The onset of improvement depends on what else is going on, as in:
- How much gut healing do they need?
- What other autoimmune conditions have been diagnosed?
- Do they also have Hashimoto’s (again, notorious for hair loss)?
- How dysregulated is their blood sugar?
- What is their adrenal status?
- Are they anemic or have low ferritin?
- What’s their toxic body burden, including their heavy metals exposure?
Conventional “treatments” for alopecia are awful. Just frickin’ awful. I’ll leave it at that.
And like I mentioned in my It’s All ONE Disease post, treating symptoms without getting to the root of the problem allows the autoimmune antibodies to smolder on, making people sitting ducks for other autoimmune tissue attacks.
From what I hear from my clients, there aren’t any other “alopecia experts” outside of those hawking magical regrowth products, supplements, creams, and gadgets.

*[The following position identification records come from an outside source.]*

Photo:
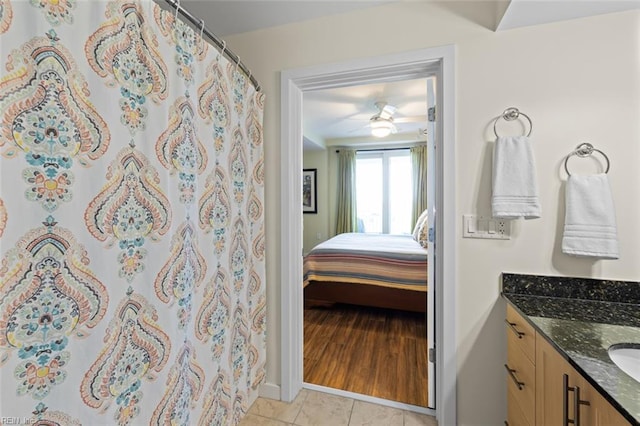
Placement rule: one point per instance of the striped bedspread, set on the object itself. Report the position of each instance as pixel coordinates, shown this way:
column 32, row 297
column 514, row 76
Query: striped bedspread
column 379, row 259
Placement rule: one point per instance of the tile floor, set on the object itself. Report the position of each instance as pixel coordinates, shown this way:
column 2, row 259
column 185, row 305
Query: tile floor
column 319, row 408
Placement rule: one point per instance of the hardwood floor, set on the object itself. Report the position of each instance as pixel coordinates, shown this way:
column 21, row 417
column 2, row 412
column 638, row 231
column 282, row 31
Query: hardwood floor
column 371, row 351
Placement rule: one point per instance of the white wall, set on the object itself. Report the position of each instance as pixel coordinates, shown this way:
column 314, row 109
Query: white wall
column 578, row 80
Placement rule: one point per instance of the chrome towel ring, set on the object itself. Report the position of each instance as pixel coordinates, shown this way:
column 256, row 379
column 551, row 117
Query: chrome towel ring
column 583, row 150
column 511, row 114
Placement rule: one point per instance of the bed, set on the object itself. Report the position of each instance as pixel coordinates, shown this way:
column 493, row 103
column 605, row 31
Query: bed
column 381, row 270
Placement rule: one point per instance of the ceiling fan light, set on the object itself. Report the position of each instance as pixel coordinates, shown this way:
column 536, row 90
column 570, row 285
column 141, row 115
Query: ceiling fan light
column 381, row 128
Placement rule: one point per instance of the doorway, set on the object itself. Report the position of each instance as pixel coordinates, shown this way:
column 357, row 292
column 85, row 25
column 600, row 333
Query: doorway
column 411, row 65
column 361, row 346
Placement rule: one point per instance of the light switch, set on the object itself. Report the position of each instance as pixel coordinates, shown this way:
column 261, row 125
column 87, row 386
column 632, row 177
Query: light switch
column 471, row 225
column 474, row 226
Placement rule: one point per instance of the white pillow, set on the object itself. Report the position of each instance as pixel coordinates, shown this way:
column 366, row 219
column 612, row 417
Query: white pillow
column 423, row 234
column 416, row 229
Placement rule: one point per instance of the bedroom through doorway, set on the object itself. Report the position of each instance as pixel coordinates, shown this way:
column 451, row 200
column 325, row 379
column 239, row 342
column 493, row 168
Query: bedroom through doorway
column 365, row 317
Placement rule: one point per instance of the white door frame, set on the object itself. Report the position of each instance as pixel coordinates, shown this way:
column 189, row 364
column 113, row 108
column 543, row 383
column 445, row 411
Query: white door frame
column 396, row 67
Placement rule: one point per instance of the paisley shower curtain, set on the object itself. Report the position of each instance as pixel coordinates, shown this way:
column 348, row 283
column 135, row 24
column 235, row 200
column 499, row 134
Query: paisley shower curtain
column 131, row 219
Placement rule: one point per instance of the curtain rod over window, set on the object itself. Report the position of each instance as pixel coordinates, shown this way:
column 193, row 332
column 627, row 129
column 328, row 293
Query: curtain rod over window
column 220, row 44
column 381, row 149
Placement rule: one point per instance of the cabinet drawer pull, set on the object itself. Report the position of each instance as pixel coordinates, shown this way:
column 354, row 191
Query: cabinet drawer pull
column 577, row 402
column 512, row 325
column 512, row 373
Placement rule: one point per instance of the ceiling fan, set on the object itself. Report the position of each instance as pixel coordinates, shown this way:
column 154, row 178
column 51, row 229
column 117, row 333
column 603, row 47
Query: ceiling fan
column 383, row 122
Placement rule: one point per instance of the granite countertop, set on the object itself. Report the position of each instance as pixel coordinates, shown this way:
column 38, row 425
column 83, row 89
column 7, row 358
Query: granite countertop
column 582, row 318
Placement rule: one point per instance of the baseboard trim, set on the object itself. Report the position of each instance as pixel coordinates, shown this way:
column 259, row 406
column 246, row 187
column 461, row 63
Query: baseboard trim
column 270, row 391
column 372, row 399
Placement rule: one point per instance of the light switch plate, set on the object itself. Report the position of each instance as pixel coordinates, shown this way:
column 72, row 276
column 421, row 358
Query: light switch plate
column 486, row 227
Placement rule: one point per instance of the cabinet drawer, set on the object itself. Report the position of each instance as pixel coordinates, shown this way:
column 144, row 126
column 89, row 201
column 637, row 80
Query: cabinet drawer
column 521, row 381
column 520, row 333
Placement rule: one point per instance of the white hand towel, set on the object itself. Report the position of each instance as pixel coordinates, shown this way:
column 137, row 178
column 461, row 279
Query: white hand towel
column 515, row 187
column 590, row 219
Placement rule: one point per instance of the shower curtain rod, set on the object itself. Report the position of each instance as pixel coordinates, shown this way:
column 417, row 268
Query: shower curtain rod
column 198, row 24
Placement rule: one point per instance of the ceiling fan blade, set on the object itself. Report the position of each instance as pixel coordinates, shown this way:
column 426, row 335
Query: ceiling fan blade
column 387, row 111
column 414, row 119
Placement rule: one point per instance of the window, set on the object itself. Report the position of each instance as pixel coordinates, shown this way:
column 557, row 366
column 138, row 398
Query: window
column 383, row 191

I don’t know about being an “alopecia expert” – I consider myself an autoimmunity expert. And when you consider that autoimmunity is all one disease, then immune modulation can help you regrow hair – without those magical regrowth products, supplements, creams, and gadgets, which don’t work anyway.
Just know that alopecia can be late to the party when it comes to healing the immune system.
One of my clients is working with Dr. Amy Myers in Austin, TX. Dr. Myers is an autoimmunity expert and told my client that alopecia is one of the most difficult autoimmune conditions to get a handle on.
When I heard this, I exhaled deeply. Maybe I’m not doing anything “wrong.”